« Si toi aussi, au moins en ce jour qui t’est donné, tu connaissais les choses qui appartiennent à ta paix. » ; « Mais si vous ne vous repentez, vous périrez tous également. »

Luc 19.42 ; Luc 13.5b

Dans le premier texte en référence, Jésus pleure en voyant la ville de Jérusalem dans laquelle il fait son entrée triomphale. Il vient pourtant la sauver, y accomplir la prophétie annoncée bien des années avant par les prophètes envoyés de Dieu, mais Jésus est bien conscient que dans son ensemble, cette ville et ses habitants ne comprennent pas encore la mission qui est sienne et la profondeur de l’acte, du sacrifice qu’il vient accomplir.

Aujourd’hui encore comme avec Jérusalem, le Seigneur pleure sur le sort de beaucoup d’entre nous qui n’avons pas encore connu jusqu’ici la vérité, la paix. Où trouves-tu la paix ? Qu’est ce qui te procure la paix ? Où trouves-tu refuge quand tout semble aller mal ? T’est-il déjà arrivé de devoir couvrir une faute ? Un péché ? Un secret ? Assurément ! Tu connais donc cette sensation d’insécurité, cette peur d’être découvert, cette inquiétude de voir aux yeux des autres ton image dévaluée, dépréciée.
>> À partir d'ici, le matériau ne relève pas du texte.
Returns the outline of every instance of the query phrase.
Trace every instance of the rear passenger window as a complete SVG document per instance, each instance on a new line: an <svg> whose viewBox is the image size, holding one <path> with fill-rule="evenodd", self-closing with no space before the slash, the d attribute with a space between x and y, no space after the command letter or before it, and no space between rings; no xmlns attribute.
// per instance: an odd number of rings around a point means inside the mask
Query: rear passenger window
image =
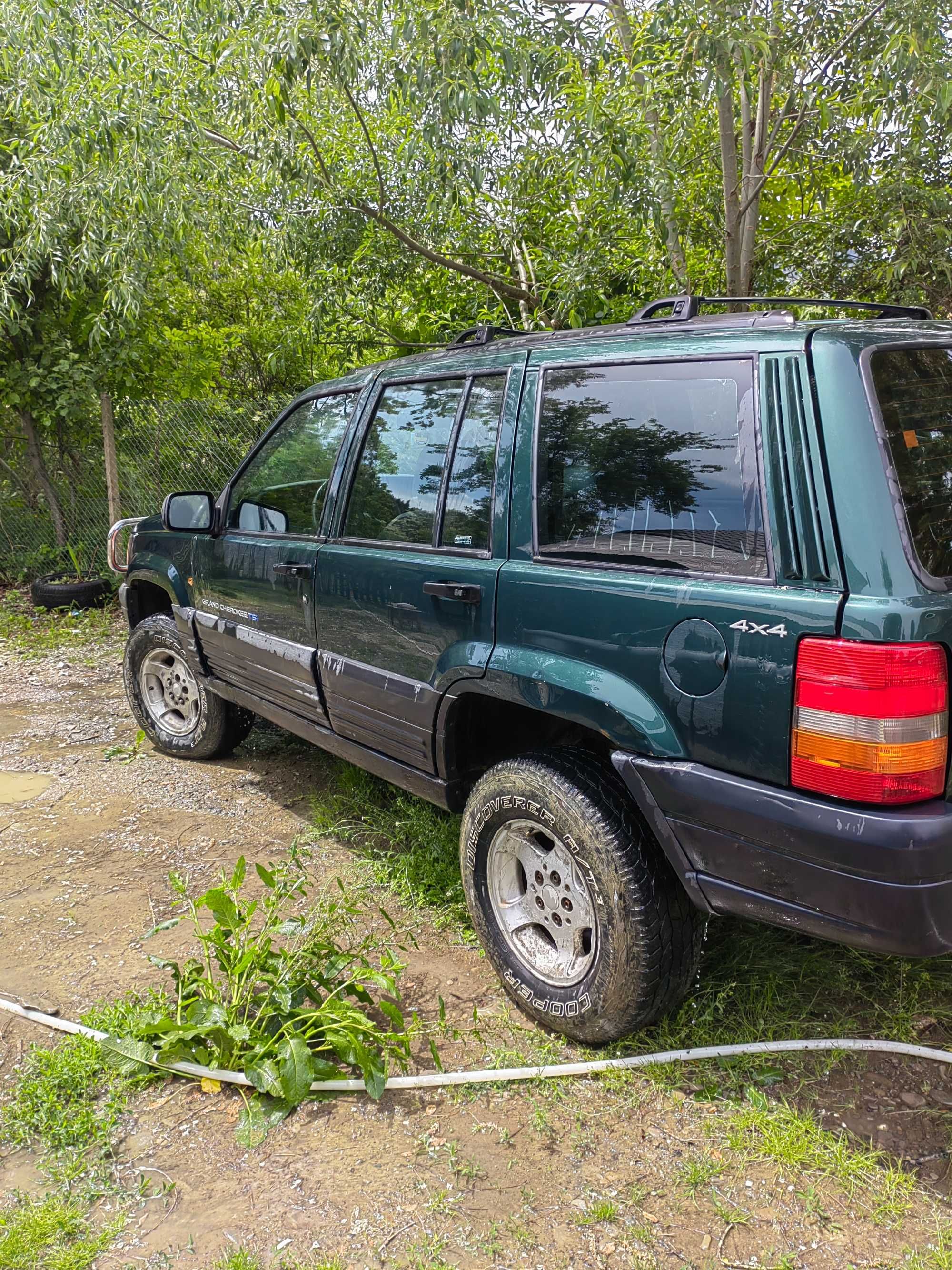
<svg viewBox="0 0 952 1270"><path fill-rule="evenodd" d="M765 578L748 362L545 373L542 556Z"/></svg>
<svg viewBox="0 0 952 1270"><path fill-rule="evenodd" d="M505 375L475 378L466 399L447 489L440 546L489 547L493 471Z"/></svg>
<svg viewBox="0 0 952 1270"><path fill-rule="evenodd" d="M391 384L381 395L357 469L344 535L433 541L437 497L466 380Z"/></svg>

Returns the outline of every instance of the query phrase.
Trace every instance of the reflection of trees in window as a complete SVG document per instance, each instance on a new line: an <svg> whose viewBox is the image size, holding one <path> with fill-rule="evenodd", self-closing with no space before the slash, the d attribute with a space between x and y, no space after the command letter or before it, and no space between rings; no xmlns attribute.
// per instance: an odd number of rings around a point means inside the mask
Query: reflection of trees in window
<svg viewBox="0 0 952 1270"><path fill-rule="evenodd" d="M447 489L440 542L485 549L493 505L493 476L505 376L473 380Z"/></svg>
<svg viewBox="0 0 952 1270"><path fill-rule="evenodd" d="M687 364L678 371L683 377L625 367L546 376L543 554L765 574L757 478L749 474L745 488L741 471L737 381L692 377Z"/></svg>
<svg viewBox="0 0 952 1270"><path fill-rule="evenodd" d="M358 538L430 542L463 380L391 385L364 442L347 513Z"/></svg>
<svg viewBox="0 0 952 1270"><path fill-rule="evenodd" d="M933 577L947 577L952 574L952 349L890 349L875 354L872 370L916 554Z"/></svg>
<svg viewBox="0 0 952 1270"><path fill-rule="evenodd" d="M245 502L283 512L289 533L316 533L352 404L340 395L298 406L235 483L230 523L239 523L239 507Z"/></svg>

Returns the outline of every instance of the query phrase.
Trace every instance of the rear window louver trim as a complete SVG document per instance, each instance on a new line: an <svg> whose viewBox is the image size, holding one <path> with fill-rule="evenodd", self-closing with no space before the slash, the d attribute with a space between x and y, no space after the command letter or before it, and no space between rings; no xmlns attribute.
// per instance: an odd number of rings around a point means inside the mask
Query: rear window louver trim
<svg viewBox="0 0 952 1270"><path fill-rule="evenodd" d="M823 474L812 439L812 411L798 356L764 358L769 470L778 536L778 577L833 580L824 535Z"/></svg>

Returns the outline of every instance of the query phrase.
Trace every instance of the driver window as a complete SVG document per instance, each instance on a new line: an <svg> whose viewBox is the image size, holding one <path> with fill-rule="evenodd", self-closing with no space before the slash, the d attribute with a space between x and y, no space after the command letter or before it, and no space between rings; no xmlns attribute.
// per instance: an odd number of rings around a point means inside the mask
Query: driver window
<svg viewBox="0 0 952 1270"><path fill-rule="evenodd" d="M466 380L391 384L381 394L357 469L344 536L433 541L447 446Z"/></svg>
<svg viewBox="0 0 952 1270"><path fill-rule="evenodd" d="M354 394L305 401L261 446L231 490L228 526L320 533L327 481Z"/></svg>

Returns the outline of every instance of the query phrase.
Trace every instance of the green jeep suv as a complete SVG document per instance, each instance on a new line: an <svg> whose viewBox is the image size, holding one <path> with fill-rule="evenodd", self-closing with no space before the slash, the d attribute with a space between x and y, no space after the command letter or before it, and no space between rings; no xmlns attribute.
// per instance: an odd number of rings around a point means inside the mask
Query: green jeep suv
<svg viewBox="0 0 952 1270"><path fill-rule="evenodd" d="M712 913L948 951L952 323L783 304L305 392L113 560L140 725L260 715L462 810L493 965L581 1041L671 1008Z"/></svg>

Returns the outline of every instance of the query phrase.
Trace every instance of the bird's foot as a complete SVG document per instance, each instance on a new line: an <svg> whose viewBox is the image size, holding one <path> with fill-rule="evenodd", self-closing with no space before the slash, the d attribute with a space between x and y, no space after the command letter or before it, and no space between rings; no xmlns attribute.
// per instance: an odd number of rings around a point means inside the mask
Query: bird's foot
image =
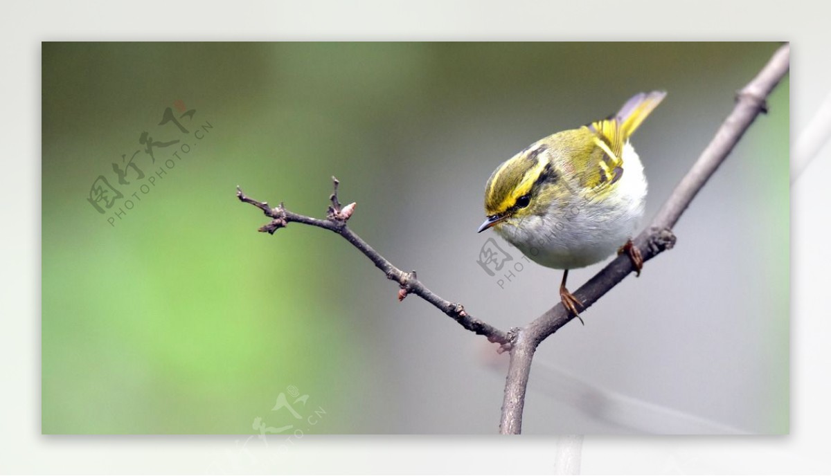
<svg viewBox="0 0 831 476"><path fill-rule="evenodd" d="M563 302L563 306L566 308L566 310L580 320L581 324L583 326L586 325L586 323L583 321L583 317L580 317L580 313L578 312L578 307L583 307L583 302L580 302L580 300L575 297L573 294L568 292L568 290L566 289L565 286L560 287L560 301Z"/></svg>
<svg viewBox="0 0 831 476"><path fill-rule="evenodd" d="M643 269L643 257L641 256L641 250L635 246L635 243L632 243L632 239L627 241L626 244L617 250L617 254L623 254L624 253L632 260L632 266L635 268L635 276L641 276L641 270Z"/></svg>

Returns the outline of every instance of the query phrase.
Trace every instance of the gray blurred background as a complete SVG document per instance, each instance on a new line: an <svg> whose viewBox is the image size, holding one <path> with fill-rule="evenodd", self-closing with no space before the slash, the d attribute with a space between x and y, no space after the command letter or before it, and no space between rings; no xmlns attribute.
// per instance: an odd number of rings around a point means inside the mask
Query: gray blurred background
<svg viewBox="0 0 831 476"><path fill-rule="evenodd" d="M561 272L528 264L500 286L477 263L495 238L475 233L494 168L666 90L632 138L646 224L776 47L45 43L44 433L256 433L257 417L285 423L272 408L292 386L326 410L309 433L495 433L507 355L399 303L328 232L258 233L267 220L234 187L322 216L336 175L381 253L477 317L524 326L558 302ZM540 346L524 433L789 431L788 91L676 248ZM177 100L210 141L111 226L91 183Z"/></svg>

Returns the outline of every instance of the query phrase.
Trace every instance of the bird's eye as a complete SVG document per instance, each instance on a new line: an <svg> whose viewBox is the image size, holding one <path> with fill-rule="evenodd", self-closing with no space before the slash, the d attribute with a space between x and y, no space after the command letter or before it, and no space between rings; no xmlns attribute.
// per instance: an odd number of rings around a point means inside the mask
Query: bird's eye
<svg viewBox="0 0 831 476"><path fill-rule="evenodd" d="M519 199L517 199L516 204L514 204L514 205L518 209L524 209L530 203L531 203L531 196L530 195L523 195L523 196L519 197Z"/></svg>

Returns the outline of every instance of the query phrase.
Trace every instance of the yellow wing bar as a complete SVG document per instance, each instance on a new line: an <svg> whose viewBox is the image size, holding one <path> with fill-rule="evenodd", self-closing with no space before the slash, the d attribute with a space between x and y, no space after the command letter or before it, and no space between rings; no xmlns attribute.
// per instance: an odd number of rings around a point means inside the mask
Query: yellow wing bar
<svg viewBox="0 0 831 476"><path fill-rule="evenodd" d="M606 173L622 164L623 145L666 96L663 91L638 93L626 101L617 114L588 125L597 136L597 146L607 157L608 163L602 164L602 167L602 167Z"/></svg>

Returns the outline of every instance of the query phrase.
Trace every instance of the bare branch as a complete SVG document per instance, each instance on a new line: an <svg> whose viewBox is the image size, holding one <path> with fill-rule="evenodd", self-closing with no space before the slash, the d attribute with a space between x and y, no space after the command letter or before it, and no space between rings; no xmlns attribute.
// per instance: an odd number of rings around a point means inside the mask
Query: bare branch
<svg viewBox="0 0 831 476"><path fill-rule="evenodd" d="M675 244L671 228L719 165L741 139L760 113L767 112L766 99L789 67L790 47L781 47L762 71L736 95L736 105L719 128L710 145L676 187L652 224L634 240L646 262ZM618 257L588 280L573 294L588 308L614 287L632 271L626 256ZM537 346L573 318L562 304L549 309L527 327L519 331L511 348L511 361L505 381L502 406L503 434L522 430L522 414L531 361Z"/></svg>
<svg viewBox="0 0 831 476"><path fill-rule="evenodd" d="M289 212L286 209L283 204L280 204L280 206L277 208L272 209L268 207L268 204L266 202L258 202L257 200L247 197L244 194L243 194L243 191L239 187L237 187L237 198L238 198L242 202L250 204L258 208L263 210L267 217L272 218L270 223L260 227L259 231L273 234L277 230L284 228L288 223L293 222L312 225L313 227L335 232L343 237L347 241L352 243L352 246L356 248L361 253L368 258L370 261L375 263L375 266L378 269L384 272L384 275L386 276L387 279L395 281L398 283L400 287L398 298L400 301L403 300L409 294L415 294L427 302L430 302L445 314L450 316L454 321L458 322L462 327L465 327L468 331L484 336L491 342L502 344L502 348L508 348L509 346L510 341L505 332L486 322L476 319L469 314L461 304L450 302L450 301L440 297L439 295L428 289L420 281L418 280L415 271L405 272L396 267L386 258L382 257L378 252L375 251L375 249L367 244L366 242L363 241L361 237L349 229L347 227L347 221L354 212L355 204L352 203L345 207L342 207L341 203L337 199L337 185L339 182L337 181L337 179L335 179L334 177L332 179L334 183L334 190L329 197L332 205L329 206L327 213L327 217L325 220Z"/></svg>

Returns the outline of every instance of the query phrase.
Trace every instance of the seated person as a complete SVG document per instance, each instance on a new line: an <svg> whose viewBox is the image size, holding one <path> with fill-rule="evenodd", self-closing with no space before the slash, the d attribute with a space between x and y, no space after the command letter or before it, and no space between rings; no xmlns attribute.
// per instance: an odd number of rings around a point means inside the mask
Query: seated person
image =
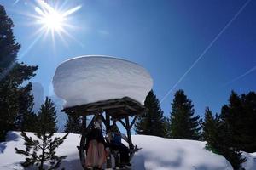
<svg viewBox="0 0 256 170"><path fill-rule="evenodd" d="M120 163L122 165L131 166L129 160L130 150L127 146L122 144L122 139L128 142L127 137L121 133L114 123L110 127L110 132L108 133L107 138L109 141L109 147L116 150L120 153Z"/></svg>
<svg viewBox="0 0 256 170"><path fill-rule="evenodd" d="M87 141L85 145L87 169L102 169L102 164L106 162L108 148L102 133L102 119L99 116L96 117L94 127L88 133Z"/></svg>

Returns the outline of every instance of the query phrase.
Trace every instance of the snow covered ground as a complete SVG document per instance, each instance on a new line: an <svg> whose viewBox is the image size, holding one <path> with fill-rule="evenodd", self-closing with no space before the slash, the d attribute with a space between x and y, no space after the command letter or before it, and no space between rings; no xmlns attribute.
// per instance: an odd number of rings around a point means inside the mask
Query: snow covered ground
<svg viewBox="0 0 256 170"><path fill-rule="evenodd" d="M29 135L33 136L32 133ZM62 136L63 133L55 133ZM59 156L67 155L61 167L67 170L82 170L76 146L80 136L69 134L66 141L57 150ZM135 154L133 170L231 170L230 164L222 156L204 149L205 142L170 139L154 136L133 135L133 143L142 147ZM24 148L19 132L9 132L5 143L0 143L0 169L21 170L20 165L25 157L15 154L15 147ZM247 162L244 164L247 170L255 170L256 153L244 153ZM33 169L33 168L30 168Z"/></svg>

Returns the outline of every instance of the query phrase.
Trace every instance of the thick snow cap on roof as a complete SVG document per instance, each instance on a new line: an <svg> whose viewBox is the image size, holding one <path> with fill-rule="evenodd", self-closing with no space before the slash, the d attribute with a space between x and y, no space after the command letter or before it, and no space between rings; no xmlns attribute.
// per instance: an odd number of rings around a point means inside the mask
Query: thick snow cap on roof
<svg viewBox="0 0 256 170"><path fill-rule="evenodd" d="M65 108L130 97L143 105L153 86L141 65L108 56L81 56L61 63L53 77L55 94Z"/></svg>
Jésus a appelé et continue d’appeler à la repentance sans laquelle on ne peut être sauvé. La repentance, l’acceptation de Jésus comme seigneur et sauveur personnel et unique dans la vie produit la paix, une paix comme il n’y en a pas de précédente ou de pareille. Jésus est la vie, la lumière des hommes (Jean 1.4), seul capable d’accorder la véritable paix. Il a cette capacité de procurer la paix aux fils de Dieu (Matthieu 5.9).

Comme avec le figuier stérile qui trouve grâce aux yeux du propriétaire après l’intervention du serviteur, Dieu nous donne chaque jour l’occasion de revoir notre conduite, de nous rapprocher de lui et de revenir sur le chemin de la vie. Sachons saisir ces opportunités et confesser Jésus dans nos vies. Il est impossible de le faire sans passer par la repentance. Se repentir consiste non seulement à reconnaître Jésus comme sauveur personnel mais aussi, pour ceux qui sont déjà convertis, à examiner nos voies et savoir revenir sur le chemin droit lorsqu’ils nous nous sommes égarés.

« Voici je me tiens à la porte et je frappe, celui qui entends ma voix et ouvre, j’entrerai et je dînerai avec lui ». Cette invitation n’est pas unique mais constante. Chaque fois que nous hésitons entre le bien et le mal, entre mettre la parole en pratique ou s’en détourner, demandons-nous si nous voulons ou pas souper avec Christ, avec notre lumière ? Si nous voulons être en paix ou vivre en gérant le tumulte intérieur causé par nos fautes ? Nous avons le choix, choisissons la lumière, la vie, la paix.

Sois abondamment béni(e) !

Samedi, 18 octobre 2025 — Fabrice K.